Ancak yine de bu mekanik aygıt karşısında, hareket etmeye zorladığımız bu cadı süpürgesi karşısında, sanki büyücünün çırağı diğer büyüleri unutmuş ve kafası karışmış gibi, içimizde derin bir korku gizlidir. Korku, teknoloji rasyonel düşüncenin bir sonucu olarak görüldüğünde, manevi dünyanın geri dönülmez bir şekilde yok olduğuna ve onun yerine maddi kazanç kültünün ortaya çıktığına inanıldığında bilinçli olarak kendini gösterir. Bu korku, içgüdüsel olarak müşterek kanı seçen ve her türlü rasyonalist dünya görüşünden kaçınmaya çalışan savaştan kurtulmuş yeni nesilde özellikle belirgin bir biçimde görülür.

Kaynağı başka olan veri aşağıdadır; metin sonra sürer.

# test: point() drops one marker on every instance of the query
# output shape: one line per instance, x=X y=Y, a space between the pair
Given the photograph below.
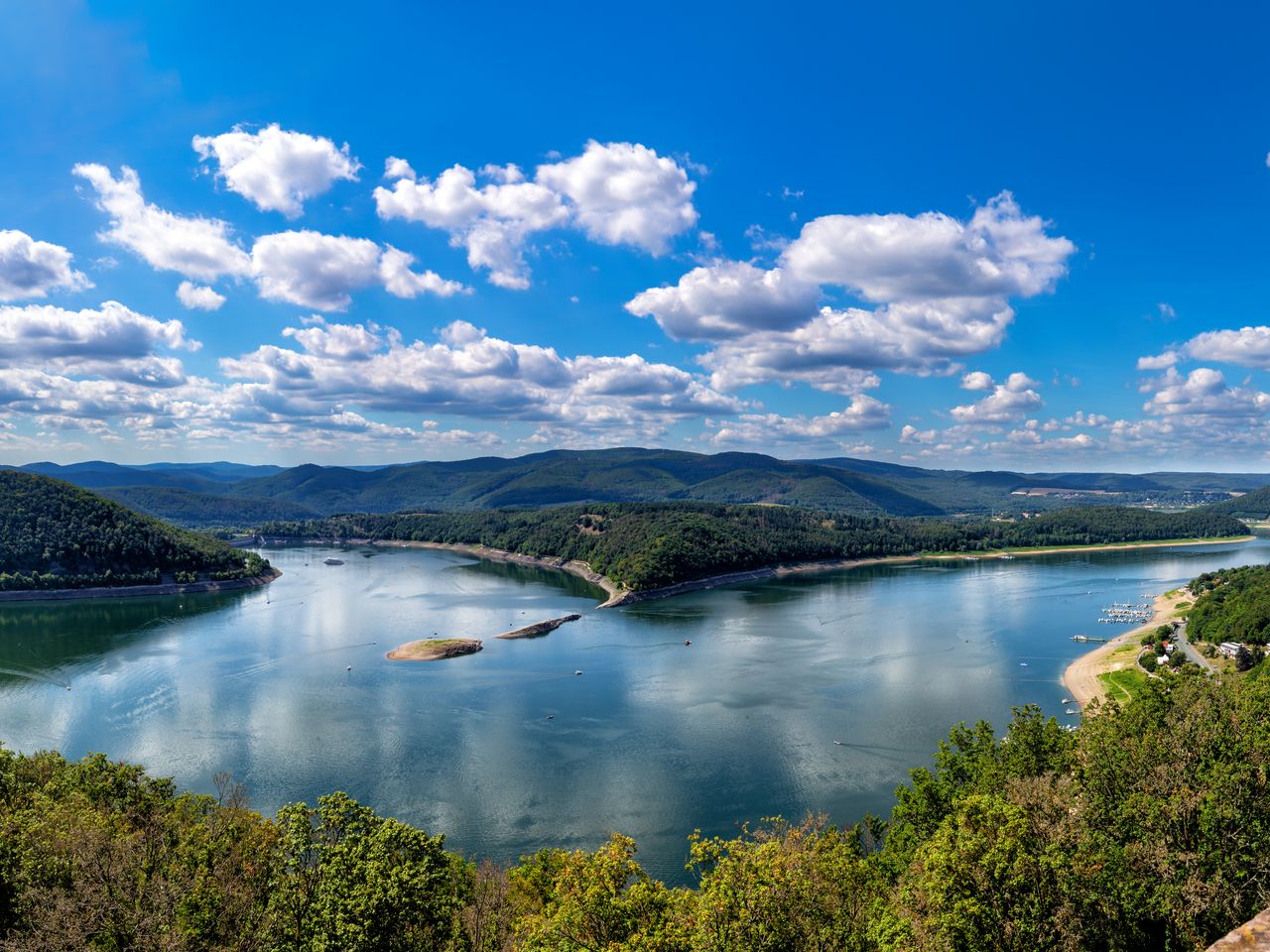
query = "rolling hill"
x=54 y=535
x=227 y=494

Gerçekten de makine bizden çok şey aldı. Hayatımızı daha enerjik hale getirdi ama aynı zamanda parlaklığını da aldı. Bizden bütünü alarak onu uzmanlara dönüştürdü. Makineyi demirden bir hizmetçi gibi çalıştırabileceğimizi sanıyorduk ama onun yerine çarkları tarafından öğütüldük. Keyserling, “Bir Filozofun Seyahat Günlüğü” adlı eserinde, her şeyi makinelerle başarmamızın ve kendimize sadece kontrol işlevi bırakmamızın büyük bir yanılsama olduğunu belirtmişti. Her yeni makineyle birlikte üzerimizdeki yük artıyor – bunun için istatistiklere bakmak yeterli.

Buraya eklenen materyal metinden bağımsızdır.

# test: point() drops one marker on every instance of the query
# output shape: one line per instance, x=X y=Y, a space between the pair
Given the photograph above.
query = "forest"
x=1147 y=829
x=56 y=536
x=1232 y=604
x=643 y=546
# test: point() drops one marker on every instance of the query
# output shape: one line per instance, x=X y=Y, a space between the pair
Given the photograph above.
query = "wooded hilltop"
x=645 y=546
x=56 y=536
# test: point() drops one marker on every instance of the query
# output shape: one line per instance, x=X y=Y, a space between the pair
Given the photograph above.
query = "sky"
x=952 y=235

Bununla birlikte, makinelerin hareketinin zorunlu bir karaktere sahip olduğunu anlamak önemlidir. Yoluna çıkan herkesi ezip geçer ve bir yıkım aracı haline gelir. Herhangi bir protesto, ilk buhar makinelerinin kullanımına karşı ayaklanan İngiliz fabrika işçilerinin protestosu gibi, çelik kabuğuna çarparak dağılacaktır. Çıplak elle makinelerle başa çıkılamaz – bu, askeri teknolojinin ateşli savaşlarından öğrendiğimiz bir derstir. Ve burada hatırlanması gereken önemli bir şey daha var: dünyanın kendi derin anlamını kaybetmesinde makinenin bir suçu yok – ki bu tam da sahte “içselleştirme” arzusunun makineye karşı kullandığı bir suçlamadır. Söz konusu bu tür meseleler olduğunda hatadan söz edilebiliyorsa, hatalı olan yalnızca insanın kendisidir. Bugün makine belirli, tekil bir insanın aracıdır ve onların kitlesel birleşimi ulusun aracı haline gelir. Ve makine aracılığıyla ruh, tıpkı başka herhangi bir enstrümanda olduğu gibi, istediği her şeyi yapabilir.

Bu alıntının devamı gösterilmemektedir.